Molecular cloud formation in high-shear, magnetized colliding flows

TL;DR

This study uses magnetized colliding flow simulations with oblique shocks to show how shear and magnetic fields influence molecular cloud formation and star formation processes.

Contribution

It introduces the effects of oblique shocks and magnetic fields on cloud formation, highlighting how shear delays star formation and magnetic fields inhibit collapse.

Findings

Increased shear lengthens star formation timescales.

Magnetic fields prevent gravitational collapse in forming clouds.
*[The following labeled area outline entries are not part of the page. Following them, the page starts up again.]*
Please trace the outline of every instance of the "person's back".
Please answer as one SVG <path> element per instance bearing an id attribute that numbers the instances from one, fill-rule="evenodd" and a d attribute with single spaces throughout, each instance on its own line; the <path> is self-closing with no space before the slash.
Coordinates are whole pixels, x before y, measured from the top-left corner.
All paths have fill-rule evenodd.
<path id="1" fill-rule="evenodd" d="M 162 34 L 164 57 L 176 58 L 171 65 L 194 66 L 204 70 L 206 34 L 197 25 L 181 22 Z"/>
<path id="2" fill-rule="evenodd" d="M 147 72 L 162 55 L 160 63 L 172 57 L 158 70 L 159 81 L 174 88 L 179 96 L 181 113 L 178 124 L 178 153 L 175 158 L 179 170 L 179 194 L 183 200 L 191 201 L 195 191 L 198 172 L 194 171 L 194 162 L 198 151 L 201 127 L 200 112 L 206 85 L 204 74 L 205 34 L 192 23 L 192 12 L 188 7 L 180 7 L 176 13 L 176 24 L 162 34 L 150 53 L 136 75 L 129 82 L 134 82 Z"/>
Oblique shock interfaces tend to reorient to normal over time.

Abstract

The colliding flows (CF) model is a well-supported mechanism for generating molecular clouds. However, to-date most CF simulations have focused on the formation of clouds in the normal-shock layer between head-on colliding flows. We performed simulations of magnetized colliding flows that instead meet at an oblique-shock layer. Oblique shocks generate shear in the post-shock environment, and this shear creates inhospitable environments for star formation. As the degree of shear increases (i.e. the obliquity of the shock increases), we find that it takes longer for sink particles to form, they form in lower numbers, and they tend to be less massive. With regard to magnetic fields, we find that even a weak field stalls gravitational collapse within forming clouds. Additionally, an initially oblique collision interface tends to reorient over time in the presence of a magnetic field, so that it becomes normal to the oncoming flows. This was demonstrated by our most oblique shock interface, which became fully normal by the end of the simulation.